Lamentavelmente, o mea culpa de Nassif não foi feito também por seus pares

Em 1992, o governo federal era presidido pelo alagoano Fernando Collor de Mello. O então presidente, em seus últimos suspiros, contratou Etevaldo Dias, respeitado comunicador da Veja e do Jornal do Brasil, para assessorá-lo, ser seu porta-voz, com a raivosa imprensa tupiniquim. Àquela altura, todavia, pouco poderia ser feito. O estrago, causado majoritariamente pelas falcatruas do caricato PC Farias e pelo instável – possivelmente psicótico – Pedro Collor, levou o governo às cordas do ringue. Trata-se, até hoje, de uma história mal explicada, esquisita, abarrotada de ilações e fantasias.
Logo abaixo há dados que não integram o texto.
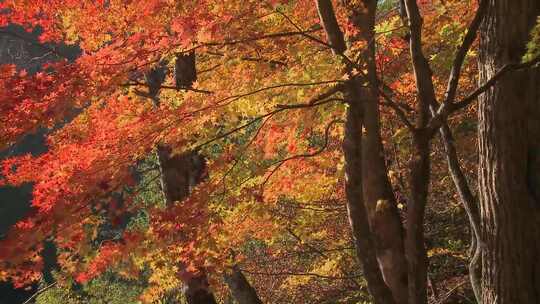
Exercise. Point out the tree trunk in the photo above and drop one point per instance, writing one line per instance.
(352, 150)
(358, 217)
(379, 199)
(469, 203)
(415, 243)
(240, 288)
(179, 174)
(509, 124)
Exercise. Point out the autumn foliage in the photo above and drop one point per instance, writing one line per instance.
(273, 146)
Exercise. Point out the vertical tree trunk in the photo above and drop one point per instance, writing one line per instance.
(471, 208)
(240, 287)
(378, 196)
(352, 150)
(415, 243)
(508, 165)
(180, 173)
(358, 218)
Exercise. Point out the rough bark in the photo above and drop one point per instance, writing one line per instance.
(420, 164)
(352, 150)
(471, 208)
(358, 217)
(509, 124)
(379, 198)
(240, 288)
(415, 244)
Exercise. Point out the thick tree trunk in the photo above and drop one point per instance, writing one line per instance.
(358, 217)
(179, 174)
(415, 243)
(352, 150)
(509, 124)
(379, 199)
(471, 208)
(240, 288)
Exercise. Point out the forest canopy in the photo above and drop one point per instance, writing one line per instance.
(303, 151)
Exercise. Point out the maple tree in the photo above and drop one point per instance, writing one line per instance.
(295, 106)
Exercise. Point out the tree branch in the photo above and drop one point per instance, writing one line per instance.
(470, 36)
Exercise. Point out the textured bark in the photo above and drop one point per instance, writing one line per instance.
(240, 288)
(415, 243)
(509, 123)
(179, 174)
(379, 199)
(358, 217)
(352, 150)
(471, 208)
(420, 164)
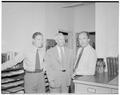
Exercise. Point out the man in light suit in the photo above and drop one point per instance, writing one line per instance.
(59, 66)
(86, 56)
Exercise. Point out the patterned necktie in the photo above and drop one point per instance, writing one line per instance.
(79, 57)
(37, 65)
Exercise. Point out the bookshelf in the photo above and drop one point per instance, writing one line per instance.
(12, 79)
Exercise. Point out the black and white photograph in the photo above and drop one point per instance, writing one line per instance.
(60, 47)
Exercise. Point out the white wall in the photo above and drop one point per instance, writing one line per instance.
(58, 18)
(107, 29)
(21, 20)
(84, 18)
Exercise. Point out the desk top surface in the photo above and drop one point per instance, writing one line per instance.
(102, 79)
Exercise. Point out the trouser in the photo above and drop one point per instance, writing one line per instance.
(62, 82)
(34, 82)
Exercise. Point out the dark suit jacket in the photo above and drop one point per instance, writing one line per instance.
(53, 67)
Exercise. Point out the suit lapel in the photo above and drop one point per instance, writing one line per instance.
(56, 54)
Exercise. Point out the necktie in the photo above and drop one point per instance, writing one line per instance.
(78, 59)
(37, 65)
(62, 57)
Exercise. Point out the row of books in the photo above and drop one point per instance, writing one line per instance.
(8, 56)
(112, 66)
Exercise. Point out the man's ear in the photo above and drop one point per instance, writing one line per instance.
(88, 40)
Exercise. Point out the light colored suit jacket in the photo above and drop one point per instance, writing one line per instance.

Em um artigo escrito há alguns anos, Luis Nassif (o próprio) admitiu os pecaminosos excessos cometidos nos variados meios de comunicação que cobriram Collor de Mello. Aos jornalões, escândalos de corrupção e crises econômicas não bastaram. Não. O espectro da libertinagem jornalística fez-se presente em muitas redações. Collor de Mello foi acusado, vejam só, de consumir supositórios de cocaína. Claro, um escândalo descoberto por meio de fontes anônimas. Tratava-se de uma forma de consumo e efeito rápidos e imperceptíveis. Não que Collor não almejasse holofotes, pelo contrário. De qualquer forma, houve excessos vexaminosos em diversos prismas. Lucrou-se muito com mentiras e suposições duvidosas, sem materialidade.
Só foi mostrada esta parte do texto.